5 décennies, 50 ans de musique, celui qui est sans conteste l’un des pionniers dans son domaine, préserve sa brûlante passion musicale, qu’il continue de communiquer à travers ses œuvres et des spectacles de haute facture. Interview vérité avec Idrissa Diop. Sans détours et sans langue bois !

 

POURQUOI AVOIR QUITTÉ LE SENEGAL ?

Dans les années 70, j’avais fait tous les clubs, tous les endroits où on jouait à l’époque. Nous avions vraiment tout mis en place, tous révolutionnés dans cette année-là. Et l’idée m’est venue avec une amie de me rendre en France pour justement voir d’autres couleurs parce qu’on me disait que là-bas à l’époque il y avait les  Touré Kunda , les Manu Dibango. Et du coup il y avait un appel d’air pour aller voir ce que je pourrais faire avec ces musiciens-là. Ce qu’il faut savoir c’est qu’à Paris, c’est très cosmopolite, il y a beaucoup de musiciens venant du Mali, de la Guinée, du Sénégal, entre autres.  Et Paris c’est une plateforme très importante pour ceux qui veulent comprendre les musiques en général, d’ailleurs c’est la raison pour laquelle je suis parti du Sénégal en ce temps-là. Je n’ai pas regretté, a vrai dire j’y ai rencontré de très grands musiciens, j’en ai collaboré avec pas mal et ça m’a permis de porter ce drapeau que j’ai porté. C’est-à-dire le vert, jaune, le rouge et l’étoile verte au milieu.

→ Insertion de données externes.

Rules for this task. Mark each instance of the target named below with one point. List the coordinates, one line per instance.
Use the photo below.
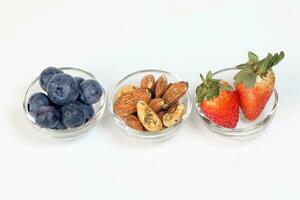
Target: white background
(114, 38)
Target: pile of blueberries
(68, 103)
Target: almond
(148, 82)
(148, 117)
(161, 86)
(126, 104)
(124, 90)
(161, 114)
(175, 92)
(173, 108)
(156, 104)
(170, 119)
(133, 122)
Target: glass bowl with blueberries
(64, 102)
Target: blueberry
(46, 75)
(72, 115)
(47, 116)
(36, 101)
(88, 110)
(79, 79)
(90, 91)
(62, 89)
(60, 126)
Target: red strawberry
(218, 101)
(255, 83)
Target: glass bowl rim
(88, 124)
(245, 131)
(145, 134)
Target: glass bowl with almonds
(150, 104)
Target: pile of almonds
(152, 106)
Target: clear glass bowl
(70, 133)
(134, 79)
(245, 128)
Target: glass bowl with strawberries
(239, 102)
(150, 104)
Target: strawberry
(218, 101)
(255, 83)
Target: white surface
(114, 38)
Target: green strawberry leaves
(245, 76)
(210, 88)
(255, 67)
(253, 58)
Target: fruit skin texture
(222, 110)
(60, 126)
(253, 100)
(218, 101)
(46, 75)
(72, 115)
(79, 80)
(255, 83)
(62, 89)
(88, 110)
(36, 101)
(47, 116)
(90, 91)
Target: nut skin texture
(170, 119)
(161, 114)
(124, 90)
(161, 86)
(172, 108)
(175, 92)
(133, 122)
(148, 117)
(156, 104)
(126, 104)
(148, 82)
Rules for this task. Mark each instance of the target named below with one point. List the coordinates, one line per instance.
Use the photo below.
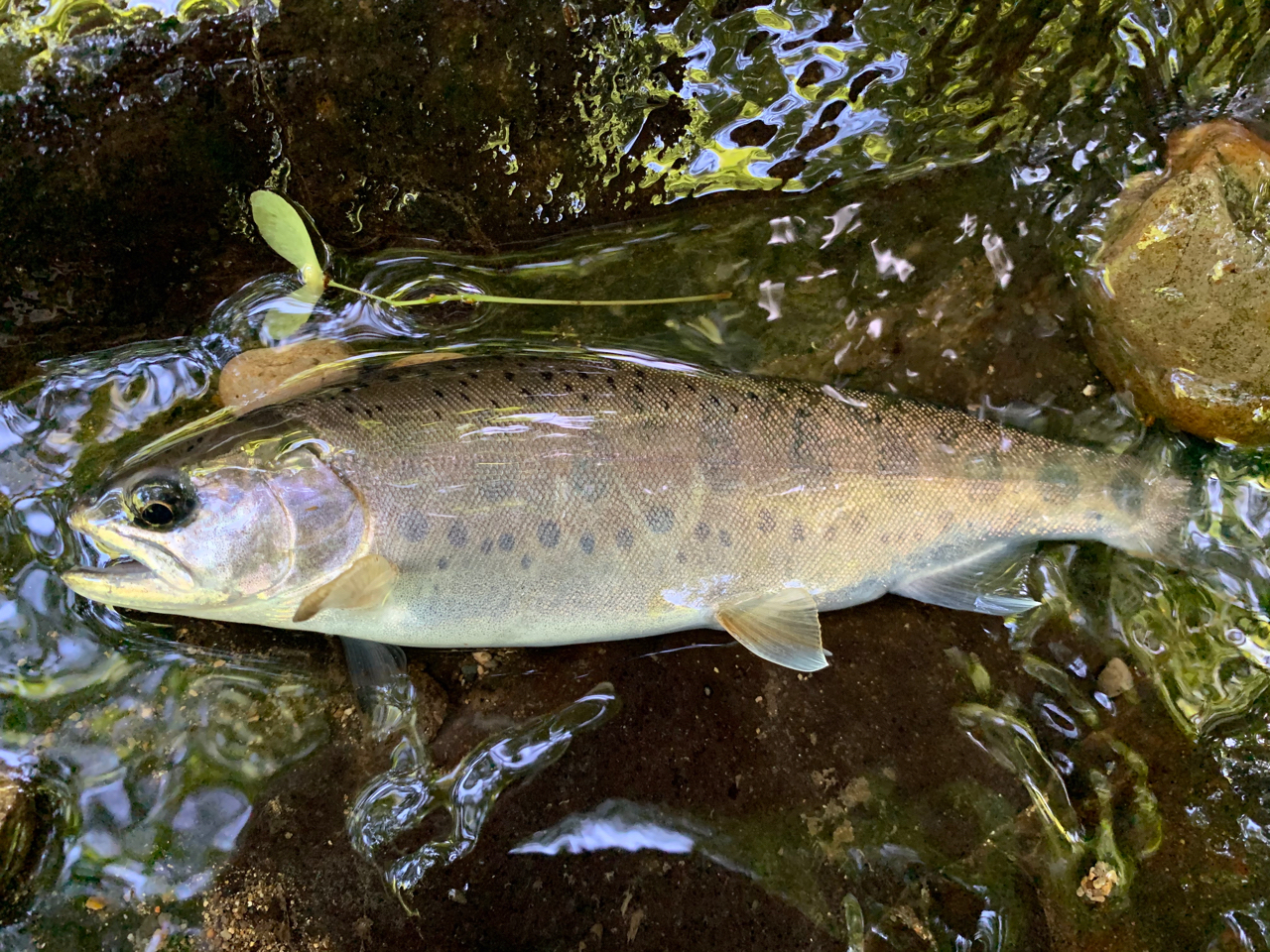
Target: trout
(552, 499)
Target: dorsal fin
(780, 626)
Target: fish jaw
(140, 575)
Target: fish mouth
(127, 581)
(139, 575)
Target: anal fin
(365, 584)
(993, 581)
(781, 627)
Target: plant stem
(498, 299)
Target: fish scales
(538, 500)
(550, 499)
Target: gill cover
(236, 536)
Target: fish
(536, 499)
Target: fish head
(241, 534)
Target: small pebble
(1115, 678)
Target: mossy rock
(1180, 289)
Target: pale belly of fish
(543, 500)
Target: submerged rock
(30, 814)
(1180, 287)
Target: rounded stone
(1180, 286)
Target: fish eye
(160, 504)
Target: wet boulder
(1180, 286)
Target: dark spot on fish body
(1060, 483)
(549, 535)
(1128, 493)
(661, 520)
(413, 527)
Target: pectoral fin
(365, 584)
(779, 626)
(992, 583)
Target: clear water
(922, 185)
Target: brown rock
(1115, 678)
(253, 375)
(1180, 287)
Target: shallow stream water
(897, 197)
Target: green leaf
(293, 311)
(285, 231)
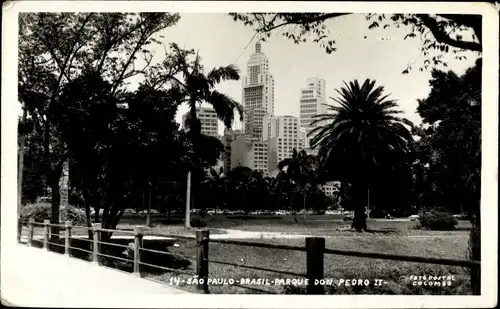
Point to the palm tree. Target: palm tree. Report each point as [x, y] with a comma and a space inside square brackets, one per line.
[197, 87]
[360, 139]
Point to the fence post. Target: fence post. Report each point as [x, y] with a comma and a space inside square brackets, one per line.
[19, 230]
[476, 280]
[96, 242]
[67, 237]
[30, 231]
[315, 247]
[138, 235]
[46, 234]
[202, 239]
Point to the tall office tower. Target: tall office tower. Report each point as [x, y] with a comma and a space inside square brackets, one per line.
[208, 119]
[229, 137]
[249, 151]
[257, 93]
[282, 134]
[311, 103]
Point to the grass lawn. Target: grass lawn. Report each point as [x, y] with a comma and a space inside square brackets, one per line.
[325, 225]
[397, 237]
[396, 274]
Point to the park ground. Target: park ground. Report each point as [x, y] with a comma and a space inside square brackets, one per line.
[385, 236]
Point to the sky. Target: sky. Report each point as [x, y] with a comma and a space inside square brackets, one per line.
[382, 56]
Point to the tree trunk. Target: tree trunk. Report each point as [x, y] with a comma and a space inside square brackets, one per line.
[55, 203]
[22, 141]
[358, 198]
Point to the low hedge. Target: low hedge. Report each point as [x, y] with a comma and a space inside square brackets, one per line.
[437, 220]
[42, 211]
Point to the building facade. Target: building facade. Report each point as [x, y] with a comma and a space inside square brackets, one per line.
[282, 134]
[331, 188]
[208, 119]
[249, 151]
[257, 93]
[311, 103]
[229, 137]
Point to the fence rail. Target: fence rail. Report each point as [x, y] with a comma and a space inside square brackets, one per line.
[314, 248]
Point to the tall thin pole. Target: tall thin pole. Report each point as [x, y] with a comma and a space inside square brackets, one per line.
[187, 222]
[22, 139]
[368, 210]
[148, 216]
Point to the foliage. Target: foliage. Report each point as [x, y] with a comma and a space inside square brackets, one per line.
[42, 211]
[361, 140]
[436, 220]
[198, 222]
[57, 48]
[118, 151]
[448, 166]
[438, 33]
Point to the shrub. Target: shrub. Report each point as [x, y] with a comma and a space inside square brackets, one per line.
[198, 222]
[474, 253]
[42, 211]
[438, 221]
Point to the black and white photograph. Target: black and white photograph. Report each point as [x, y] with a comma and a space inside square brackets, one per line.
[249, 154]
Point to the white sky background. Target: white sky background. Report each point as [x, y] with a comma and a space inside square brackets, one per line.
[220, 41]
[382, 56]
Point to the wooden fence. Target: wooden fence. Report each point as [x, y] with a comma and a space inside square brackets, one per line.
[314, 248]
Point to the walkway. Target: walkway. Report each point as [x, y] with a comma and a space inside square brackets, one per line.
[34, 277]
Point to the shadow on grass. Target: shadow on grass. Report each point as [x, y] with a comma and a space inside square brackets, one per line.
[383, 232]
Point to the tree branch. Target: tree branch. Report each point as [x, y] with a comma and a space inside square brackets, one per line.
[301, 22]
[441, 36]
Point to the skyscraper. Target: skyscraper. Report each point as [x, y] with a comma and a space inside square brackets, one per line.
[311, 103]
[257, 93]
[282, 134]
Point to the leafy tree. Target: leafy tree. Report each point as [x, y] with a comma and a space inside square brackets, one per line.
[120, 151]
[194, 88]
[438, 32]
[450, 155]
[34, 182]
[54, 49]
[361, 140]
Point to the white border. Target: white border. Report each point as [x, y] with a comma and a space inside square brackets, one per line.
[489, 176]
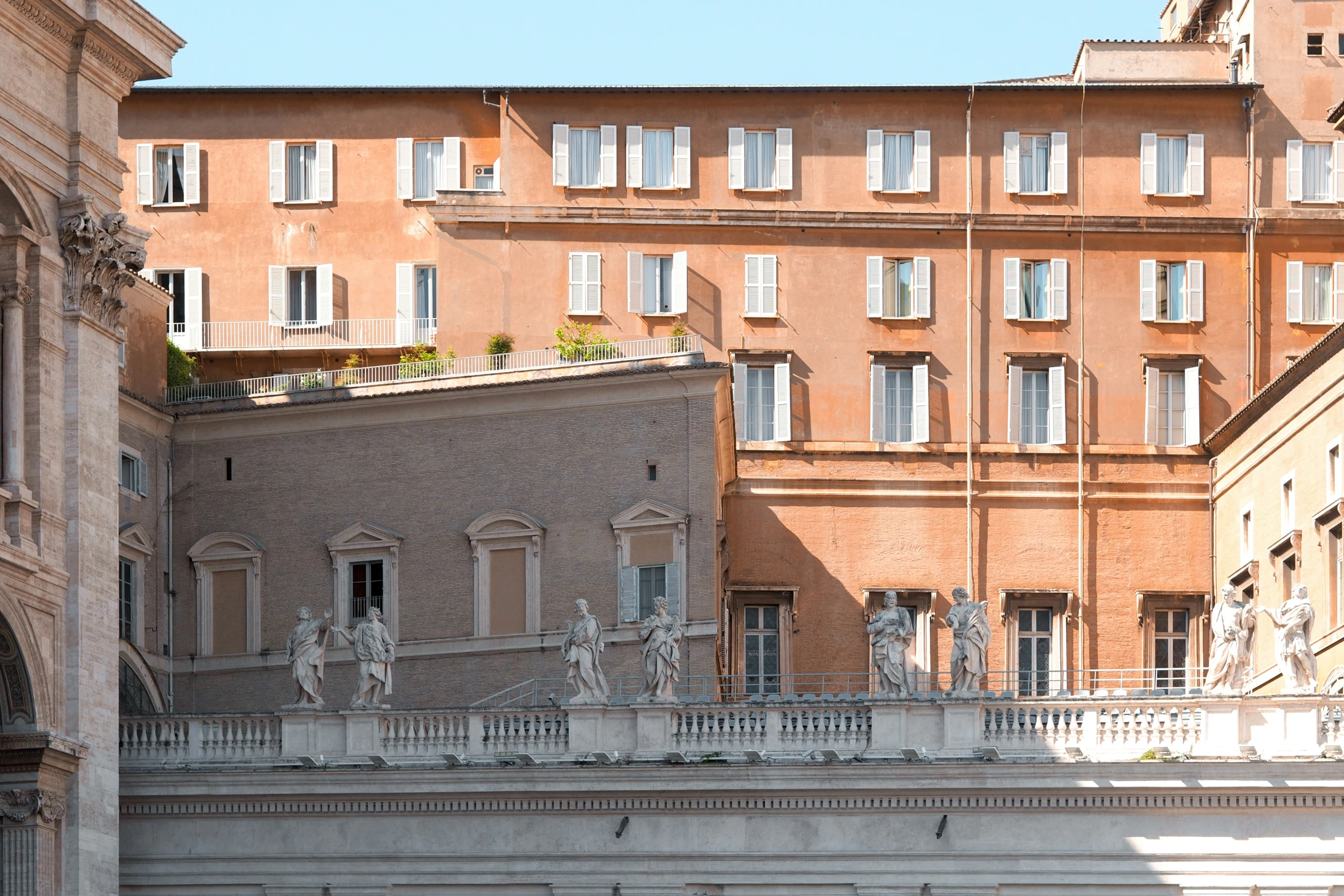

VOUS ETES RENTRÉ APRES 35 ANS D’ABSENCE. IL Y A TOUTE UNE GENERATION QUI NE VOUS CONNAIT PAS. EXPLIQUEZ-NOUS VOTRE PARCOURS

Il est vrai que je suis rentré 35 ans après ; je suis resté en France, aux USA et un petit peu dans le monde. J’ai rencontré des musiciens que je rêvais de rencontrer, j’ai fait des scènes avec eux. J’ai fait beaucoup de choses et après 35 ans, j’ai décidé de revenir au Sénégal. Il faut savoir que quand je partais ce n’était pas la même époque, j’avais laissé une jeunesse ici. D’ailleurs à mon retour, j’ai sorti un album « Nobel » que les Sénégalais ont unanimement apprécié. Et ces 35 ans là m’ont permis de me connecter avec la jeune génération. Il y en a parmi eux qui m’interpellent  comme par exemple : Ngaaka Blindé, Wally Seck, Pape Diouf entre autres. Pour les jeunes, je suis le vieux qui décode leurs langages, parce que quand tu veux savoir si les jeunes aiment ta musique, il faut leur langage, essayer de te connecter dans leur monde à eux. J’ai été jeune comme eux et je suis fier de cette jeunesse sénégalaise. Pour ce qui est de mon parcours, je dirais que c’est un parcours normal, intéressant et la jeunesse du Sénégal, les musiciens en général ont un vrai talent. Il faut maintenant leur montrer le chemin des 3P. Pour durer dans la musique,  il faut de la patience, de la passion, et surtout de la pureté. Ces 35 ans ne m’ont pas changé. Jamais je n’ai oublié ce drapeau vert, jaune, rouge. Je n’ai jamais oublié là d’où je viens.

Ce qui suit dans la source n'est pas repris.